Cuando Mario Vargas Llosa soltó tremenda carcajada al preguntarle sobre el lenguaje inclusivo, incurrió en la violencia que proviene del no ver, porque no se puede imaginar un idioma diferente y, con él, otra época. Esa ginopia se traduce en marca de género como herida que, desde la insensibilidad a las luchas sociales, el clasismo de la academia o la doxa más ácida, se inflige en el cuerpo de un imaginario.

Es verdad que cada quien vuela sus papalotes lingüísticos como se le pega la gana, máxime si eres un escritor guardián de la correctitud gramatical, celoso de los ataques a las normas y defensor a ultranza del masculino neutro.

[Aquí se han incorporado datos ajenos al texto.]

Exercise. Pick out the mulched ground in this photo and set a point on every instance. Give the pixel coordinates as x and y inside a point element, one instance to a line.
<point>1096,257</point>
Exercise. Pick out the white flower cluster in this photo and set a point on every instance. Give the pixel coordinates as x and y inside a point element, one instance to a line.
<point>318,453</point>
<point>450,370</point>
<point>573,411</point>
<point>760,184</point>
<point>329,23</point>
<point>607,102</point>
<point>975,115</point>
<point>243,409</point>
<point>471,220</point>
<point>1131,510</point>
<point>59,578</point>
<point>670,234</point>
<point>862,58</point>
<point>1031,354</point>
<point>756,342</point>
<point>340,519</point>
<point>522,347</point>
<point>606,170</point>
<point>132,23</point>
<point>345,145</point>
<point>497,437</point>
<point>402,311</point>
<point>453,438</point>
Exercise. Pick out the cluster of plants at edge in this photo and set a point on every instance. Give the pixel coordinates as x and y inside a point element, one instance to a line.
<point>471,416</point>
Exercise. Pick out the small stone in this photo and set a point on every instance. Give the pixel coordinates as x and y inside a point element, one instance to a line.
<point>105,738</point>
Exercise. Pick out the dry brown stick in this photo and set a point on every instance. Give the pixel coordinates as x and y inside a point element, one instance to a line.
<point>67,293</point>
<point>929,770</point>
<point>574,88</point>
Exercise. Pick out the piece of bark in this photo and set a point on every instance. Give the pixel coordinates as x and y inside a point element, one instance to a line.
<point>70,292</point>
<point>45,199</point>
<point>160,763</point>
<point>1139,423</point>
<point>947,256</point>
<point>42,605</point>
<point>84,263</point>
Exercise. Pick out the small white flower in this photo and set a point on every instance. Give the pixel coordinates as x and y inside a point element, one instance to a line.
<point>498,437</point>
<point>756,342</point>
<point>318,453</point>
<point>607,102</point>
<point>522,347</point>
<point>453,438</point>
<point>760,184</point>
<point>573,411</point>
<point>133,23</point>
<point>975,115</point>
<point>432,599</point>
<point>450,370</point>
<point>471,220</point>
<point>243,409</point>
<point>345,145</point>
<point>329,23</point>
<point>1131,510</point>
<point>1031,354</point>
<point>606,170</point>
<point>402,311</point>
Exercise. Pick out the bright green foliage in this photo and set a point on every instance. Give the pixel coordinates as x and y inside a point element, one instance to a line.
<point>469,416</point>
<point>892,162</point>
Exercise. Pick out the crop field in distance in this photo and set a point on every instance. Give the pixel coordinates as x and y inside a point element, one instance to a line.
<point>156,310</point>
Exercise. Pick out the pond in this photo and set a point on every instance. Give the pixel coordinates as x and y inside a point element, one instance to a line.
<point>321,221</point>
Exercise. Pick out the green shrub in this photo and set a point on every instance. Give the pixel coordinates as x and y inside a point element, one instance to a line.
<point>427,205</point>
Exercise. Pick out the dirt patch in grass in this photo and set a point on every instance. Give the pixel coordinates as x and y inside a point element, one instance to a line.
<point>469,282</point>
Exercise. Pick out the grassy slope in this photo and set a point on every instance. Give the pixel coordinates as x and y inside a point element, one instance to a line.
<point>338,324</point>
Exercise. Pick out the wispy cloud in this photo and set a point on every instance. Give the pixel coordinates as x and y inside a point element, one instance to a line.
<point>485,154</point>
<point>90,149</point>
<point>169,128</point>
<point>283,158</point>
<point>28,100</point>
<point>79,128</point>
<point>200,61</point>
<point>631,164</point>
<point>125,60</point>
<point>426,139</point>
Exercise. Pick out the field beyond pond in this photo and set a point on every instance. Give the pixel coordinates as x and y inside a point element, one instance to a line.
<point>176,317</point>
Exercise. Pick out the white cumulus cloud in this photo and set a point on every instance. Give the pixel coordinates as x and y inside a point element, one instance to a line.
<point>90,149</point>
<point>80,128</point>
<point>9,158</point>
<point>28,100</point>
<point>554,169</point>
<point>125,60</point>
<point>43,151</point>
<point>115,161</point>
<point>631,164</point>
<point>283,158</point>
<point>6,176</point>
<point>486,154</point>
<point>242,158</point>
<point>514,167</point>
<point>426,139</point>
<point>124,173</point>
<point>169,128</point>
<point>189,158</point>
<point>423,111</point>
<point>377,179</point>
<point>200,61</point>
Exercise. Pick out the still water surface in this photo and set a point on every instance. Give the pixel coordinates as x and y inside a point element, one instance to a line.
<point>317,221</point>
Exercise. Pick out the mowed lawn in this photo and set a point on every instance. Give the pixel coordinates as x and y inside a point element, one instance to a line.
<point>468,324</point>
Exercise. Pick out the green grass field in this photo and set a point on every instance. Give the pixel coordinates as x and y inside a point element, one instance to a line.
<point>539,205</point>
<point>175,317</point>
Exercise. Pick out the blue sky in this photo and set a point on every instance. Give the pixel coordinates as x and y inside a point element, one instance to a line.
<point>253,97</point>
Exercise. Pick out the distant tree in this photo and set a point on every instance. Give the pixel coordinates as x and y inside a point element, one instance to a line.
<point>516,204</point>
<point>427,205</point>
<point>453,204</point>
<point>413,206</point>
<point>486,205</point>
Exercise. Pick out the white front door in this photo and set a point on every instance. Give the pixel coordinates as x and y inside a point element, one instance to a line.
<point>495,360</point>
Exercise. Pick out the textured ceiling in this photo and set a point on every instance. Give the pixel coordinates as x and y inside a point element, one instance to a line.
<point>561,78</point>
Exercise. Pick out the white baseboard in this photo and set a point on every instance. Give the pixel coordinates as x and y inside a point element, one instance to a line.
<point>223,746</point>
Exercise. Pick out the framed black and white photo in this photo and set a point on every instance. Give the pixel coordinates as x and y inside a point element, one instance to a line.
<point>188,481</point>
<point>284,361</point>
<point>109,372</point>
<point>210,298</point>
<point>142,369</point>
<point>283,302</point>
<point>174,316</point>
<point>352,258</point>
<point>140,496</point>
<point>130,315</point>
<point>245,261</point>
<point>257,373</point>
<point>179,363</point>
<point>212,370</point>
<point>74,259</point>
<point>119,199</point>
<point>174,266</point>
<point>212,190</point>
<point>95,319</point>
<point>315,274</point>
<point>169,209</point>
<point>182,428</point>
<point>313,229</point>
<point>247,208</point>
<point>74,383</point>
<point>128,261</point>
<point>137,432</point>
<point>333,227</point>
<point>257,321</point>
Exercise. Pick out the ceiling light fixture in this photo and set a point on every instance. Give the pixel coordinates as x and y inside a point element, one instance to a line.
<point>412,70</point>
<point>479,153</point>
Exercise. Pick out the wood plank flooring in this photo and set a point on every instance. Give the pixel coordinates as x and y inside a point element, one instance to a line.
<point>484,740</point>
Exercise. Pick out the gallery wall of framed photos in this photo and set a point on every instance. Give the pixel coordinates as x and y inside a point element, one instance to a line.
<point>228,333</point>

Se entiende, lo digo con admiración por la obra de Varguitas, esa otra resistencia de fariseo confiado en que las grandes columnas de la Babel patriarcal no serán derribadas, entre ellas, claro, las de la RAE. Así que esa nostalgia moderna de un único relato y un único centro se comprende porque como dijo una amiga, “esos viejitos que se aferran a sus modos, ya sólo huelen a pipí”.

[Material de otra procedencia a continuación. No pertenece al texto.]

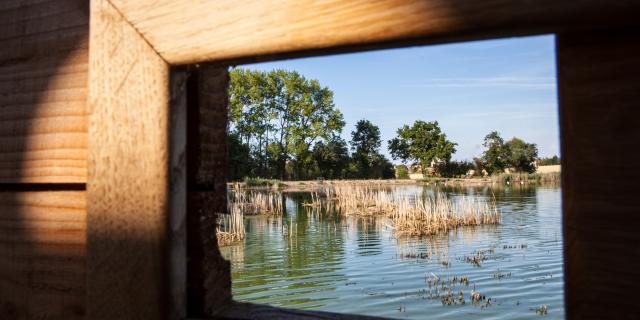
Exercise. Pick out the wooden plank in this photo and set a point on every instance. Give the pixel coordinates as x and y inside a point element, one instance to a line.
<point>600,134</point>
<point>42,244</point>
<point>194,31</point>
<point>43,92</point>
<point>209,275</point>
<point>128,184</point>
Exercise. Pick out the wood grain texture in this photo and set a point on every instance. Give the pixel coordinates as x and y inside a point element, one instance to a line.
<point>209,275</point>
<point>42,245</point>
<point>599,74</point>
<point>128,183</point>
<point>194,31</point>
<point>43,91</point>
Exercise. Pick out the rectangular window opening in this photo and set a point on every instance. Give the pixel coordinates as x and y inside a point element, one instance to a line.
<point>398,183</point>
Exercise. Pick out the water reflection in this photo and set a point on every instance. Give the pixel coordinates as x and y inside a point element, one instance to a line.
<point>311,259</point>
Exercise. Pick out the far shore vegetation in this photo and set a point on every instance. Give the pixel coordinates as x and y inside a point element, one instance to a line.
<point>285,127</point>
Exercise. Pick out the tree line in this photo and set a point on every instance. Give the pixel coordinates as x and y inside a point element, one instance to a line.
<point>285,126</point>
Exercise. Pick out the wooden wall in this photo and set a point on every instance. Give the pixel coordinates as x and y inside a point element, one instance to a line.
<point>598,74</point>
<point>43,140</point>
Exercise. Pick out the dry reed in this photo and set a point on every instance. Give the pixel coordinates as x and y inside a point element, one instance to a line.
<point>230,227</point>
<point>415,216</point>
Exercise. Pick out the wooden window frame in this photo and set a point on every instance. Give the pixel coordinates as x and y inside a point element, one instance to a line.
<point>138,178</point>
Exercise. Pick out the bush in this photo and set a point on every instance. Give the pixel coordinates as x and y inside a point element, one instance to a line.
<point>454,169</point>
<point>548,161</point>
<point>402,172</point>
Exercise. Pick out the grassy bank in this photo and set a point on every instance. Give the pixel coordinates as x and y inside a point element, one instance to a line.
<point>310,185</point>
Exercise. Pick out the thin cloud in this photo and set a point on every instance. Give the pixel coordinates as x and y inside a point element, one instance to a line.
<point>489,82</point>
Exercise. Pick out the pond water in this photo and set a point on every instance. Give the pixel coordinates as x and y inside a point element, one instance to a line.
<point>324,261</point>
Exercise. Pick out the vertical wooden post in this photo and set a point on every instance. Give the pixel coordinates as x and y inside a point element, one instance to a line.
<point>128,197</point>
<point>209,277</point>
<point>599,88</point>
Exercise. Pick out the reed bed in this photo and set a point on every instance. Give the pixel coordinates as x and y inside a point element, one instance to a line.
<point>255,203</point>
<point>415,216</point>
<point>230,227</point>
<point>239,203</point>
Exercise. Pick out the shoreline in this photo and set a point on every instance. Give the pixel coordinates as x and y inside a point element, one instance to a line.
<point>499,180</point>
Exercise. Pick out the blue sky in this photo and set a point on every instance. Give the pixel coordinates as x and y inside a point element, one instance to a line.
<point>471,88</point>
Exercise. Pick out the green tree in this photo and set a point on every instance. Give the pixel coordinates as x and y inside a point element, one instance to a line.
<point>238,158</point>
<point>522,155</point>
<point>365,143</point>
<point>555,160</point>
<point>332,158</point>
<point>423,143</point>
<point>280,114</point>
<point>496,156</point>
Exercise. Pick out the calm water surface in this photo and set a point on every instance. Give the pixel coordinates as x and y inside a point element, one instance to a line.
<point>310,260</point>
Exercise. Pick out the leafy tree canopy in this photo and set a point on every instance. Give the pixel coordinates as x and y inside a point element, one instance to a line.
<point>422,143</point>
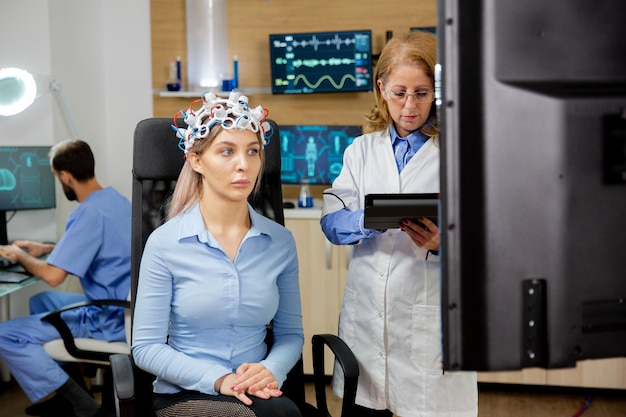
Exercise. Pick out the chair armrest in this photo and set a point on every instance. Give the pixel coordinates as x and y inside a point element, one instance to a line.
<point>57,321</point>
<point>123,376</point>
<point>349,366</point>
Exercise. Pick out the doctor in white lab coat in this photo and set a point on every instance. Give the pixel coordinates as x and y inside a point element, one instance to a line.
<point>391,312</point>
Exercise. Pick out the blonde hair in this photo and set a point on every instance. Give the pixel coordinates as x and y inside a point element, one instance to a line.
<point>188,188</point>
<point>412,48</point>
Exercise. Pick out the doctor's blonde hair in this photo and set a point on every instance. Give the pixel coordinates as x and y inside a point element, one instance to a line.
<point>412,48</point>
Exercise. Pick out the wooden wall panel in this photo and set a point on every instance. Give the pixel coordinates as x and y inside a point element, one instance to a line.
<point>249,24</point>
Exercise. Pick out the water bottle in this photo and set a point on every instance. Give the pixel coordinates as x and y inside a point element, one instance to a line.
<point>306,199</point>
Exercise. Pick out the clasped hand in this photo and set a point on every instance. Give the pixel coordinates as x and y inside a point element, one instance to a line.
<point>251,379</point>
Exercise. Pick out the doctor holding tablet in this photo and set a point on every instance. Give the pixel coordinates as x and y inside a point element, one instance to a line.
<point>391,312</point>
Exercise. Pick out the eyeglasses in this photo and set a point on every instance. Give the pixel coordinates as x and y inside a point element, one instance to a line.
<point>419,96</point>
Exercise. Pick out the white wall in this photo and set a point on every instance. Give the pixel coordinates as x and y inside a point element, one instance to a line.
<point>99,50</point>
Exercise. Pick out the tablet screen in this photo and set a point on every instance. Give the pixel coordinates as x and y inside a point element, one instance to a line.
<point>386,211</point>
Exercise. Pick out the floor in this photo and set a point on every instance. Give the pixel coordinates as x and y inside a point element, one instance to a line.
<point>494,401</point>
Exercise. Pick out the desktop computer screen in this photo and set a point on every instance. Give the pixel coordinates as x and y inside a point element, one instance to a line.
<point>26,181</point>
<point>313,153</point>
<point>303,63</point>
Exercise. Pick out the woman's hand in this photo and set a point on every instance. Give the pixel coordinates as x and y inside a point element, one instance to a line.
<point>10,252</point>
<point>35,249</point>
<point>251,379</point>
<point>425,235</point>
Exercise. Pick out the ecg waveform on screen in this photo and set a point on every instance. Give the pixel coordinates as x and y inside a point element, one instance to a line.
<point>321,79</point>
<point>328,61</point>
<point>336,41</point>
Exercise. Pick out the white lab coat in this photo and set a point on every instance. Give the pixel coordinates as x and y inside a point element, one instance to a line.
<point>391,313</point>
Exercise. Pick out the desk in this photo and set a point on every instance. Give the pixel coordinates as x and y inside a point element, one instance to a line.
<point>5,290</point>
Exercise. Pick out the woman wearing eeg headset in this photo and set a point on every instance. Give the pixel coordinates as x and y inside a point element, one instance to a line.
<point>214,275</point>
<point>391,312</point>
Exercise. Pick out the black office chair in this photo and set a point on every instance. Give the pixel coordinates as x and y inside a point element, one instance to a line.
<point>157,162</point>
<point>83,357</point>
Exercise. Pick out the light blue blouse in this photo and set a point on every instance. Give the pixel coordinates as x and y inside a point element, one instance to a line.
<point>199,316</point>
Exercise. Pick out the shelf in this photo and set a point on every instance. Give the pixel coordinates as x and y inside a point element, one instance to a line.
<point>196,93</point>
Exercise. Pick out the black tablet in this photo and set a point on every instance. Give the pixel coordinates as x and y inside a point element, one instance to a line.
<point>386,211</point>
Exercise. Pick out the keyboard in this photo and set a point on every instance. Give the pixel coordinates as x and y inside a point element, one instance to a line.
<point>13,277</point>
<point>6,264</point>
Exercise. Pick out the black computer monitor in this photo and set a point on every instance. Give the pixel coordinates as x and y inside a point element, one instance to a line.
<point>26,181</point>
<point>303,63</point>
<point>533,182</point>
<point>313,153</point>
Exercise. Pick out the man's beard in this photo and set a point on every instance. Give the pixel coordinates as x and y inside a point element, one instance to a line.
<point>70,194</point>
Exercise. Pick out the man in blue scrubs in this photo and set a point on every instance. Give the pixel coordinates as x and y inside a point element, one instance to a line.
<point>96,248</point>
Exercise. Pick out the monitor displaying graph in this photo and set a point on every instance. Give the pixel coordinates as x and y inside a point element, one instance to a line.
<point>303,63</point>
<point>313,153</point>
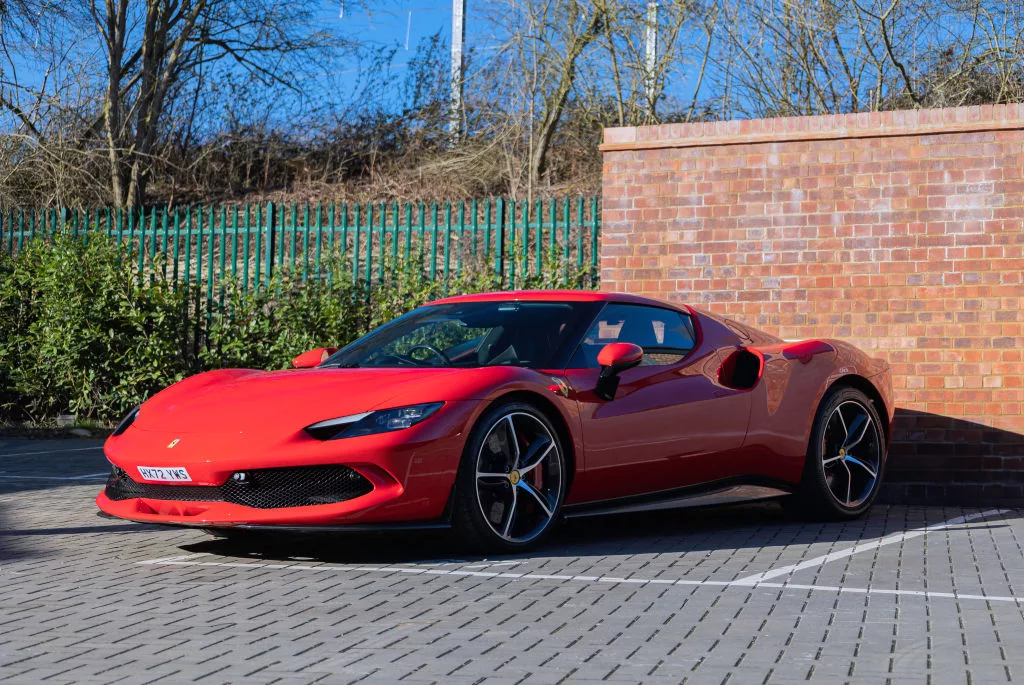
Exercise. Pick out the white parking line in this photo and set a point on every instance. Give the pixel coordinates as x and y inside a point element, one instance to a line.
<point>49,452</point>
<point>82,477</point>
<point>863,547</point>
<point>392,570</point>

Sabemos que la tradición por la cual se desgarran, el sarcasmo con el que pretenden ofender (pregúntele a Pérez-Reverte), la serenidad y condescendencia ante lo que llaman aspavientos de la comunidad LGTBIQ, son estratagemas defensivas porque esperan que todo esto pase como si el feminismo fuera una moda, pero la tradición también es ruptura, el sarcasmo se desarma y la condescendencia se desvanece en la contradicción de su gatopardismo.

Lo cierto es que todos los días en el lenguaje ocurre algo, todos los días una palabra es herida de muerte y ya no vuelve, todos los días una palabra se cae de nuestras bocas, se quiebra. Frente a esa realidad nos percatamos de que el lenguaje sigue invadido de marcas de género por una violencia que nos obliga a desdibujar, a reinterpretar, a vivir en obra y avanzar siendo palabra con todo y esas cicatrices causadas por esas risas filosas. Cuando se es incapaz de pensar por fuera del círculo que la poesía también es asediada por romanos para que nadie se atreva a decirla de otra forma, somos cómplices de la banalidad de todo mal por mínimo que ocurra.

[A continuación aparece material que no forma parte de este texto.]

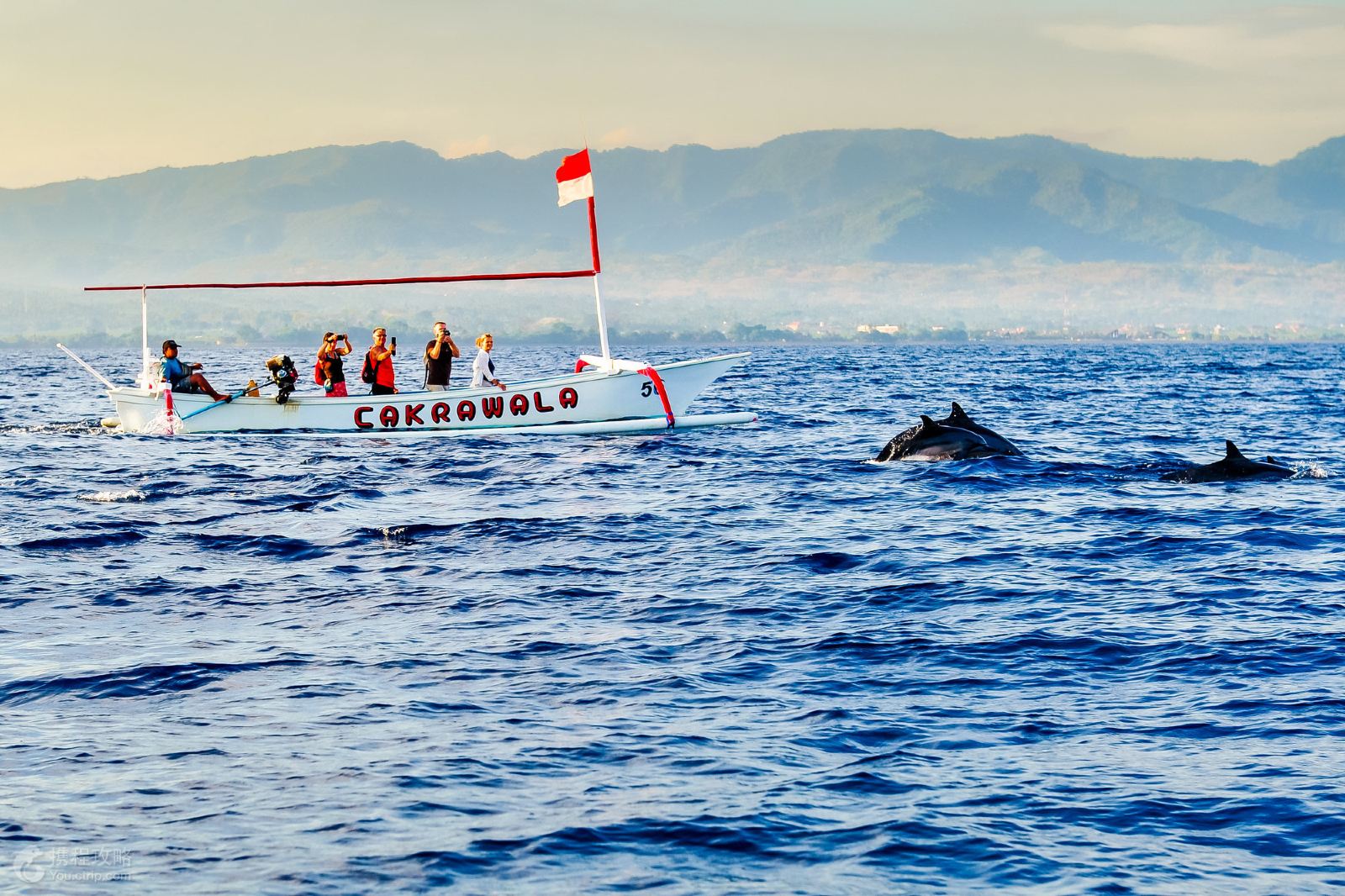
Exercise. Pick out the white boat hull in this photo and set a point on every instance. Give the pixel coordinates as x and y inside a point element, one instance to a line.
<point>591,401</point>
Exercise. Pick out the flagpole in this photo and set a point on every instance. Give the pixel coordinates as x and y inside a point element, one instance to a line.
<point>598,293</point>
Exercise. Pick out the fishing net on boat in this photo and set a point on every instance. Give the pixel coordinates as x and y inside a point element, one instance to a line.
<point>161,424</point>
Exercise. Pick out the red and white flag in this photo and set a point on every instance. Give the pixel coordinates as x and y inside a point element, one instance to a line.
<point>575,178</point>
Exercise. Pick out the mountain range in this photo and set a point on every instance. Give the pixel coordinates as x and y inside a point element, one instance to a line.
<point>838,228</point>
<point>820,198</point>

Es algo serio. Tanto, que de Gabriel García Márquez no se carcajearon cuando en un acto solemne pidió jubilar la ortografía. Muchos se ofendieron ante semejante propuesta, “¿cuántas veces nos hemos probado nosotros mismos una sopa que sabe a ventana, un pan que sabe a rincón, una cereza que sabe a beso? Son pruebas al canto de la inteligencia de una lengua que desde hace tiempo no cabe en su pellejo”, señaló Gabo en el Primer Congreso Internacional de la Lengua Española. Corría 1997 y él ya advertía sobre el destino ineluctable de un lenguaje global, ahora pospandémico.

Con todo y las reacciones a esa otra doxa legitimada por el aura de Papá Grande, no hubo pitorreo en las filas de los señoros como cuando alguien dice todes. Sin embargo, bajo esa lógica, jubilar la ortografía también tuvo que parecer todo un sacrilegio. El autor de Cien años de soledad fue más allá opinando sobre la lengua española: “Nuestra constitución no debería ser la de meterla en cintura sino al contrario, liberarla de sus fierros normativos para que entre en el siglo XXI como Pedro por su casa”.

Si esos fierros son los de un corsé, García Márquez se revela feminista. Tal vez el todes lo habría puesto a pensar en la tolerancia que exigen las demandas de nuevas maneras de expresión y sus causas, el derecho a experimentar, la libertad de defender utopías nominales tan necesarias para deconstruir y resignificar el mundo aceptando que otros universos brillan sin hacer guerra del pronombre. En contraste, quienes a las mujeres cis o no, nos desean siempre encorsetadas, no se deshacen de las capuchas que aún los enceguecen.